シングルルームのベッドで交わした、密やかな作戦会議
東横INN名古屋名駅南のシングルルームは、心地よいほどに狭かった。一つのベッドに無理やり寄り添い、暖房の低い唸り音に包まれながら、火照った肌に少し硬い布団の感触が心地いい。誰かの肩が触れる距離で、「本当は明日、全部キャンセルして寝ていたいよね」と誰かが呟いたとき、全員が深く同意したあの静寂。効率的な計画よりも、ただ一緒にいるという不自由さが、何よりも贅沢な時間だった。
5年後の冬、この記憶をひらくとき
おそらく、バスの中で交わした笑い声が、一番最初に記憶の表面に浮かんできたらいい。無料朝食の湯気が立ち上るご飯や、安っぽいカトラリーが触れ合う小さな音は忘れてしまうかもしれない。けれど、冬の土の下で静かに殻を割る種のように、あの心地よい疲労感と友人たちの体温は、心の奥底でずっと待機しているはずだ。私たちは特別な答えなんて探していなかった。ただ、誰にも知られない街で、自分たちのリズムで呼吸したかっただけ。5年後のあなたが、ふと冷たい風に当たったとき、この記憶が小さな灯火となり、凍えた指先を温めてくれるだろう。

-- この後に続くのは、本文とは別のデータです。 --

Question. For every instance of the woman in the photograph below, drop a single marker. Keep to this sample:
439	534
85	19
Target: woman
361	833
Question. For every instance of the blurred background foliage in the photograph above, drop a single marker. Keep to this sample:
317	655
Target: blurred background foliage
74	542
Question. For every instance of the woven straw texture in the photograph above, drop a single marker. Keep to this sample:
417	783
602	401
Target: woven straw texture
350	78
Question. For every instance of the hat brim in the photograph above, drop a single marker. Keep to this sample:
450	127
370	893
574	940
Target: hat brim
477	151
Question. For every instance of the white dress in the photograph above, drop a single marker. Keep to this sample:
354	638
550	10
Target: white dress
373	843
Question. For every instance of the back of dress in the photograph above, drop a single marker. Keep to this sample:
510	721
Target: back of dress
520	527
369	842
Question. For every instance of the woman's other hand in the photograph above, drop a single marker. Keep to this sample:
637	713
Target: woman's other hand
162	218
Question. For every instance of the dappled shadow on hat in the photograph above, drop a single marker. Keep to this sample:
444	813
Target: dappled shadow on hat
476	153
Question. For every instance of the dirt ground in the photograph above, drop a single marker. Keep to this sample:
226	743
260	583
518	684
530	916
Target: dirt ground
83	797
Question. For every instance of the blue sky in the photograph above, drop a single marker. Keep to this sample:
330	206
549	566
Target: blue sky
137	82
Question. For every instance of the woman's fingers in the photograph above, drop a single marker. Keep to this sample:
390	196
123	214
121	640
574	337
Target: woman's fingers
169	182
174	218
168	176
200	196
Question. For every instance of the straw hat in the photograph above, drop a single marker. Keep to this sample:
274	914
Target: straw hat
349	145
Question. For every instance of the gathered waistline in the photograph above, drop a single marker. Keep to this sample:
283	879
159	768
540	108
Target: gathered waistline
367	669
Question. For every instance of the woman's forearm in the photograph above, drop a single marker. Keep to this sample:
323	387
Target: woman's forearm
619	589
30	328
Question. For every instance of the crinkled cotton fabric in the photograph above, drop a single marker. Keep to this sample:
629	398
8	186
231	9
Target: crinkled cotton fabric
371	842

凍えた指先で分かち合った、コンビニの温かいお茶の温度。
- 名古屋駅からホテルまでの無料シャトルバスは、最高の「移動式作戦会議室」になるのでぜひ活用してほしい。
- 熱田神宮の初詣の後は、迷わず名古屋メシの味噌カツで、凍えた胃袋を内側から温めてほしい。